Author Topic: Intel Atom C2000 Failures  (Read 5035 times)

0 Members and 1 Guest are viewing this topic.

Offline bson

  • Supporter
  • ****
  • Posts: 1640
  • Country: us
Intel Atom C2000 Failures
« on: September 27, 2017, 09:12:48 pm »
Does anyone know more about the Atom C2000 family failures?  In the errata sheet, Intel states:
Quote
AVR54. System May Experience Inability to Boot or May Cease Operation
Problem: The SoC LPC_CLKOUT0 and/or LPC_CLKOUT1 signals (Low Pin Count bus clock
outputs) may stop functioning.
Implication: If the LPC clock(s) stop functioning the system will no longer be able to boot.
Workaround: A platform level change has been identified and may be implemented as a workaround
for this erratum.
Status: For the steppings affected, see Table 1, “Errata Summary Table” on page 9.

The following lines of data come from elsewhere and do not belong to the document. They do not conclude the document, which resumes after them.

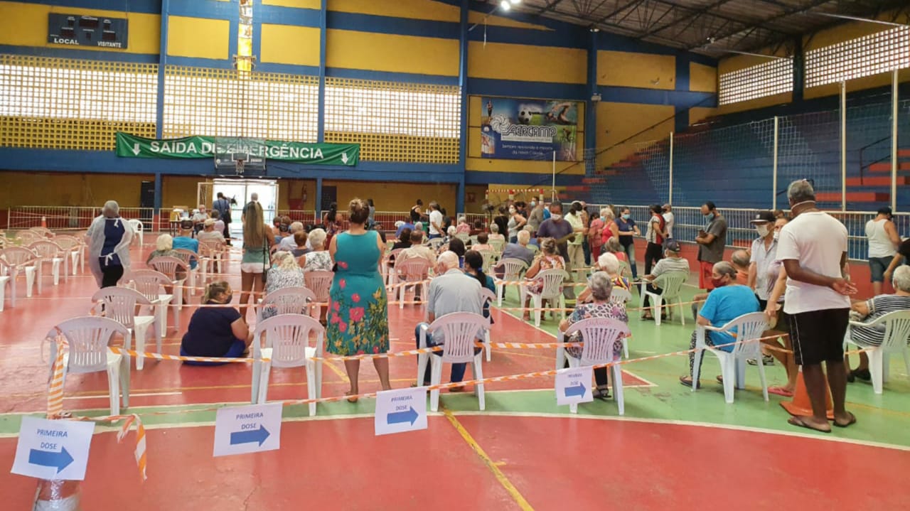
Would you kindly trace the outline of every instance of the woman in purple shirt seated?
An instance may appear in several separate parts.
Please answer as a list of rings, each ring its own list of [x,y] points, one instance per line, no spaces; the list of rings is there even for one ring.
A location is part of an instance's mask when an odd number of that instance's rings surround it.
[[[247,322],[228,304],[234,293],[227,282],[213,282],[206,288],[202,303],[189,320],[180,343],[182,356],[243,356],[253,340]],[[220,366],[223,362],[184,362],[191,366]]]

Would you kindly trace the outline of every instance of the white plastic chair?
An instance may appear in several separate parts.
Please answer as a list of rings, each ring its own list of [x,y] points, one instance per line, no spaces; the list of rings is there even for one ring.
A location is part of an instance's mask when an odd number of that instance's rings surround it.
[[[622,305],[625,308],[626,304],[632,301],[632,293],[626,289],[622,289],[620,287],[613,287],[613,290],[610,293],[610,303],[615,305]],[[626,358],[629,358],[629,340],[622,337],[622,354]]]
[[[18,295],[18,282],[20,271],[25,273],[25,297],[32,297],[32,288],[35,286],[35,277],[40,277],[41,266],[37,266],[37,256],[31,250],[23,246],[9,246],[0,250],[0,259],[6,264],[6,272],[12,283],[12,293],[10,294],[10,306],[15,306],[15,298]]]
[[[65,256],[66,260],[64,261],[64,278],[68,278],[70,272],[72,275],[78,273],[77,263],[83,251],[83,245],[79,238],[70,235],[57,235],[54,236],[54,243],[57,244],[57,246],[63,249],[64,254],[66,255]]]
[[[642,287],[639,291],[639,296],[641,297],[639,306],[643,309],[644,297],[651,297],[652,315],[654,316],[654,323],[658,326],[661,326],[661,306],[666,302],[669,313],[672,307],[673,300],[676,301],[676,304],[680,307],[680,320],[682,322],[682,325],[685,325],[685,311],[682,309],[682,296],[680,290],[682,288],[682,283],[688,278],[689,272],[667,272],[657,276],[657,278],[653,282],[647,282],[642,279],[640,283]],[[648,284],[652,284],[660,287],[661,292],[657,294],[648,291]]]
[[[100,302],[104,306],[104,316],[109,317],[126,328],[129,328],[136,338],[136,351],[146,351],[146,336],[148,328],[155,326],[155,316],[152,313],[152,302],[142,293],[128,287],[103,287],[92,296],[95,303]],[[138,312],[136,312],[138,308]],[[155,328],[158,353],[161,353],[161,330]],[[128,344],[124,344],[126,349],[132,349]],[[146,357],[136,357],[136,369],[141,371]]]
[[[311,332],[316,332],[315,346],[309,346]],[[325,334],[325,328],[318,320],[299,314],[283,314],[258,323],[253,333],[251,402],[266,402],[268,375],[273,366],[304,367],[307,371],[307,397],[322,397],[322,361],[314,360],[314,357],[322,356]],[[267,362],[263,358],[271,360]],[[310,403],[309,416],[315,415],[316,403]]]
[[[179,332],[180,309],[183,308],[183,303],[185,302],[185,290],[183,288],[183,285],[187,282],[187,277],[183,276],[181,278],[177,278],[177,272],[183,272],[183,275],[186,276],[189,271],[189,266],[187,266],[187,263],[184,263],[182,259],[177,257],[164,256],[155,257],[149,261],[148,267],[167,276],[167,278],[171,281],[170,286],[174,286],[173,295],[176,302],[174,303],[174,306],[171,306],[170,308],[174,311],[174,328]]]
[[[717,356],[721,363],[721,375],[723,378],[723,398],[730,404],[733,402],[733,386],[736,388],[745,388],[745,361],[749,358],[762,359],[762,343],[755,340],[762,337],[762,334],[768,329],[768,319],[763,312],[753,312],[743,314],[734,318],[723,326],[703,326],[699,325],[695,329],[695,363],[693,366],[693,374],[701,375],[702,356],[701,351],[705,350]],[[704,333],[706,331],[723,332],[730,334],[735,337],[733,351],[723,351],[717,346],[709,346],[704,342]],[[724,345],[729,346],[729,345]],[[762,382],[762,395],[764,400],[768,400],[768,384],[764,379],[764,366],[758,364],[758,376]],[[692,390],[694,392],[698,388],[698,381],[692,382]]]
[[[68,351],[63,356],[64,383],[67,373],[79,375],[106,371],[111,415],[120,415],[121,396],[123,406],[129,406],[129,356],[114,353],[108,346],[114,334],[123,336],[124,345],[128,346],[129,329],[113,319],[92,316],[60,323],[47,333],[47,340],[51,344],[51,371],[56,359],[58,330],[69,344]]]
[[[303,282],[307,285],[307,289],[313,292],[317,302],[324,304],[314,307],[313,316],[316,318],[322,316],[323,306],[326,307],[326,310],[329,310],[329,291],[332,289],[332,280],[334,278],[335,274],[329,271],[303,272]]]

The LPC is a PCI-to-ISA bridge controller and is one of the two supported BIOS boot locations; the C2000 can either boot from SPI (default) or LPC/ISA (set via external sense pins at powerup).  This is fixed in a stepping, and curiously the "fix" consists of eliminating the ability of muxing the LPC bus pins with GPIO - they no longer become software selectable.  This is pretty much ALL I've been able to find on the subject.  There's a workaround which consists of adding an external 100 ohm resistor, but it's not clear what pins this is added to.  It's added across two pads on a connector on some Synology NAS units, so it's not an output current limiter but almost certainly a stiff pullup or pulldown.  This leads me to suspect it really goes on a configuration sense pin.  Intel hasn't made their "platform level change" public.  Tracing it out on a board is kind of hard since the SoC is a large BGA package that would need to be desoldered.

Does anyone know more about this?  Like, for example, where the resistor is added - in particular is it added to the LPC clock outputs, or to the sense inputs?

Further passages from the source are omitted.